Regarding the duration of the anti-cancer effect of fulvestrant, relevant studies have shown that fulvestrant can significantly delay the progression of breast cancer during treatment, and the duration of its anti-cancer effect varies depending on the specific situation of the patient. For most patients, fulvestrant is effective for one to two years, especially during initial treatment. The effects of fulvestrant may be further prolonged by combining it with other drugs (such as with CDK4/6 inhibitors). Studies have also shown that patients treated with fulvestrant combined with CDK4/6 inhibitors (such as palbolixir or regorafenib) can significantly extend progression-free survival and achieve more durable anti-cancer effects.

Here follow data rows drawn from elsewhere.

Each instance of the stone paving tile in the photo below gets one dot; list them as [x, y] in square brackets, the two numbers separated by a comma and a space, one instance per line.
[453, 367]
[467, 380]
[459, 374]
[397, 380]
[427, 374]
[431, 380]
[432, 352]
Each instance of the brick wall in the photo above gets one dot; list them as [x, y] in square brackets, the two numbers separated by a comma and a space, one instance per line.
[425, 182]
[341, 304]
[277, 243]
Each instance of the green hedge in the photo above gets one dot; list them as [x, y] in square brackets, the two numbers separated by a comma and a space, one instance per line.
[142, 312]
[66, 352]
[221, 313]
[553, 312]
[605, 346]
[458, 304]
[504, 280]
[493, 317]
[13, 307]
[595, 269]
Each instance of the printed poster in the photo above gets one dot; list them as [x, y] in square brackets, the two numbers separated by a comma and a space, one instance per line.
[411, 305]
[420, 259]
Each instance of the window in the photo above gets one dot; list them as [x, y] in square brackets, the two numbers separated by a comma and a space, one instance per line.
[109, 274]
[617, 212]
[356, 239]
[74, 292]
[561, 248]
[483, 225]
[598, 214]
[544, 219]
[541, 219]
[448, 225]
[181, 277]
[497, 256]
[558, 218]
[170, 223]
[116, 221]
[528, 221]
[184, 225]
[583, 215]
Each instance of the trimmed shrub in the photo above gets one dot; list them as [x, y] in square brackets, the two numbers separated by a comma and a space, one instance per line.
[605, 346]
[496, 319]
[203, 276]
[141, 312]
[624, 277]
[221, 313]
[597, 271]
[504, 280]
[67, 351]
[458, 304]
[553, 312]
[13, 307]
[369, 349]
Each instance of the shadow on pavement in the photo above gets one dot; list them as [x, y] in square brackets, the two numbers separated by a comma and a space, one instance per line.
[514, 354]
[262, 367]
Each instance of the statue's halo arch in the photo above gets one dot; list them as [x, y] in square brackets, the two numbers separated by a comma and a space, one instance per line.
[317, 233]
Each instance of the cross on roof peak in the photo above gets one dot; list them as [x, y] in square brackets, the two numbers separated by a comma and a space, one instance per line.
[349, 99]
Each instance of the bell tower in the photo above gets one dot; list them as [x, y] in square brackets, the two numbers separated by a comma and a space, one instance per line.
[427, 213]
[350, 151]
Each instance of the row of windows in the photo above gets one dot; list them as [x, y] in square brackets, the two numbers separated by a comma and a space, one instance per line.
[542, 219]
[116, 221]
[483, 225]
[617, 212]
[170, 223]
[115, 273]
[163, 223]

However, over time, the anti-cancer effect of fulvestrant may gradually weaken, and some patients may develop drug resistance. This resistance usually occurs after 2-3 years of treatment, meaning the drug's effectiveness gradually decreases. For these patients, doctors may adjust the treatment plan and use other medications or treatments to continue to control the condition.
In general, the anti-cancer effect of fulvestrant can be maintained for 2 to 3 years. The specific duration of the effect is affected by a variety of factors, including individual differences in patients, disease progression, and the choice of drug combination therapy.